Five years later, not only is Palermo still coaching Special Olympics athletes, including two powerlifters who are headed to the Special Olympic Games (which go June 6-11 in Orlando, FL), but she’s also in the process of working with the Special Olympics New Hampshire organization to build a statewide functional fitness program in as many affiliates as possible.

The details: Palermo’s Special Olympics program started at CrossFit TUFF in Nashua, NH, but when that gym closed permanently, she moved it to CrossFit Earned in Merrimack, NH, where it continues to operate today.

  • Through the years, more than 50 Special Olympics athletes with various intellectual or developmental disabilities, or cognitive delay have been through the program. 
  • Today, as many as 20 people show up to a CrossFit class on any given day at CrossFit Earned, and neighboring gym, EverProven CrossFit in Dover, NH has just committed to offering the program, as well. 
  • So far, coaching the program has all been volunteer-based, but if Palermo can prove to the Special Olympics New Hampshire organization that the program is measurable and scalable, then she should be able to qualify for funding, which would be especially useful, as oftentimes this demographic needs equipment or adaptations of equipment that most gyms don’t currently have, Palermo explained. 
  • “Right now we’re beta testing. It needs to be streamline across the board, so we’re in the process of building a cohesive program that can be transferred to other gyms. So we’re trying to provide coaches with a structure and understanding of the needs of Special Olympic athletes, as well as how to interact with them,” Palermo said. “Our hope is to be able to provide coaches with the training on how to work with these athletes.” 

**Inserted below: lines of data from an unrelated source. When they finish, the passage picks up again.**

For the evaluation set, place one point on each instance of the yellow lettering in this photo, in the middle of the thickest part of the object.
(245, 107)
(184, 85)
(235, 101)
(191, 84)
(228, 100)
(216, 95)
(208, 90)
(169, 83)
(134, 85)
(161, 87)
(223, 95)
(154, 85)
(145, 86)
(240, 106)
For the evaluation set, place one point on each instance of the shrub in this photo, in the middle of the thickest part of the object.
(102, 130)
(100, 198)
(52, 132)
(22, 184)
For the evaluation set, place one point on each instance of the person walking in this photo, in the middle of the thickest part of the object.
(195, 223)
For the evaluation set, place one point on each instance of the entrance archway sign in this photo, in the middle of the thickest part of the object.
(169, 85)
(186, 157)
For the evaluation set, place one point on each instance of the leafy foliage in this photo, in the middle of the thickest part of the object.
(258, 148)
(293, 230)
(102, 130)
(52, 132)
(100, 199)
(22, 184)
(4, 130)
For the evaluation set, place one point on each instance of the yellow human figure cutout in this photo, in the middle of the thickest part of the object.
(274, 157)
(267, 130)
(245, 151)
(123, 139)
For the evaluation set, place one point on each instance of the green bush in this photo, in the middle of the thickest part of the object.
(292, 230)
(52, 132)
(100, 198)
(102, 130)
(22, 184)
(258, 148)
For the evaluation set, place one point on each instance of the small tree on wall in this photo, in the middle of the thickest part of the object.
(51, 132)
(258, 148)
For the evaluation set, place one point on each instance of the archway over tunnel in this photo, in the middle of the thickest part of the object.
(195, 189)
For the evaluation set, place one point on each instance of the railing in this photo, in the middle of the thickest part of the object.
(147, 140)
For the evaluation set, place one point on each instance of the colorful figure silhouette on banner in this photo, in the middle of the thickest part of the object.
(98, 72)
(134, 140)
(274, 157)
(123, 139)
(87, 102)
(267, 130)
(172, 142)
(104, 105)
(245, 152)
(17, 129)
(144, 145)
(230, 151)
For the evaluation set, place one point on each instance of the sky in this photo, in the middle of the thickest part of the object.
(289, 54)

The big picture: Regardless of whether or not the program ever qualifies for funding via the Special Olympics, Palermo will keep coaching these athletes, because she can’t imagine life without it. 

  • “Just the feeling you get when you work with these athletes, it’s just so inspiring…They have taught me that nothing is impossible,” Palermo said.
  • She added: “And the results have been amazing. Just the confidence they get. I have had people afraid of doing burpees, and now they can do burpees and sit-ups. Watching them be able to do things they couldn’t do before without pain or discomfort, or maybe just because they couldn’t move that way, is so exciting. But it’s more than that. Their mood and mindset changes. It’s an entire life improvement.”